Par un mémoire en défense et un mémoire enregistrés les 5 février 2024 et 5 septembre 2024, la commission nationale d'aménagement commercial conclut au rejet de la requête.

Elle soutient que les moyens de la requête ne sont pas fondés.

Par une ordonnance du 9 septembre 2024, la clôture de l'instruction a été fixée au 24 septembre 2024.

Vu les autres pièces du dossier.

Vu :

- le code de commerce ;

- le code de justice administrative.

Les parties ont été régulièrement averties du jour de l'audience.

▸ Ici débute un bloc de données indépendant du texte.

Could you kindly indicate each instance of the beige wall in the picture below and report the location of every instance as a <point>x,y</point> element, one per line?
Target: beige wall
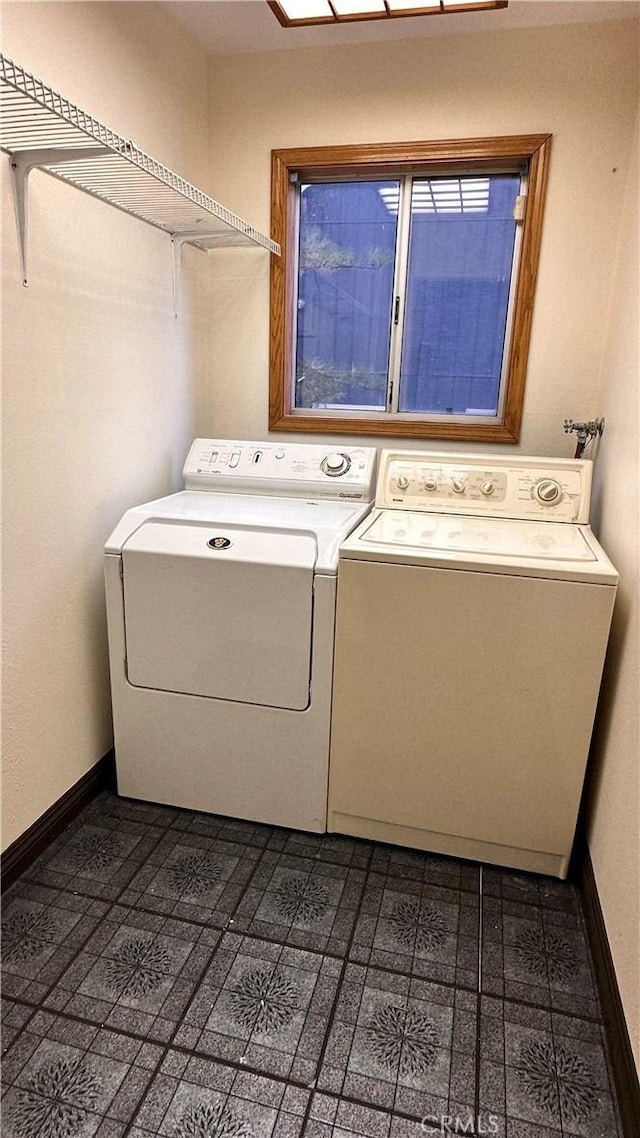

Ont été entendus au cours de l'audience publique :

- le rapport de Mme Isabelle Legrand, présidente-assesseure,

- les conclusions de M. Stéphane Eustache, rapporteur public,

- et les observations de Me Sandrine Bouyssou, représentant la société par actions simplifiée (SAS) Laondis, et de Me Lisa Juliac-Degrelle, représentant la SAS Laon Bricolage.

Considérant ce qui suit :

1. La société par actions simplifiée (SAS) Chambry distribution exploitait depuis 1984 un centre commercial constitué d'un hypermarché à l'enseigne E. Leclerc de 8 800 m2 et d'une galerie marchande de 10 boutiques et services de 1 179 m2 sur les communes de Chambry et de Laon dans le département de l'Aisne dans la zone d'aménagement concertée (ZAC) Descartes. Jugeant le bâtiment inadapté, elle a projeté de transférer ce centre commercial dans un bâtiment plus moderne situé dans la commune de Laon, au lieu-dit " Le Pré Robert ". Après l'échec d'une première demande pour l'exploitation d'un ensemble commercial d'une surface totale de vente de 17 109 m2, elle a présenté une nouvelle demande pour exploiter un hypermarché de 8 800 m2 et une galerie marchande de 10 boutiques et services de 1 179 m2. La commission nationale d'aménagement commercial (CNAC) ayant donné son avis favorable, le maire de Laon lui a délivré le 25 avril 2019 un permis de construire valant autorisation d'exploitation commerciale, devenu définitif après le rejet de la requête en annulation présentée par la société Carrefour hypermarchés et la non-admission de son pourvoi en cassation.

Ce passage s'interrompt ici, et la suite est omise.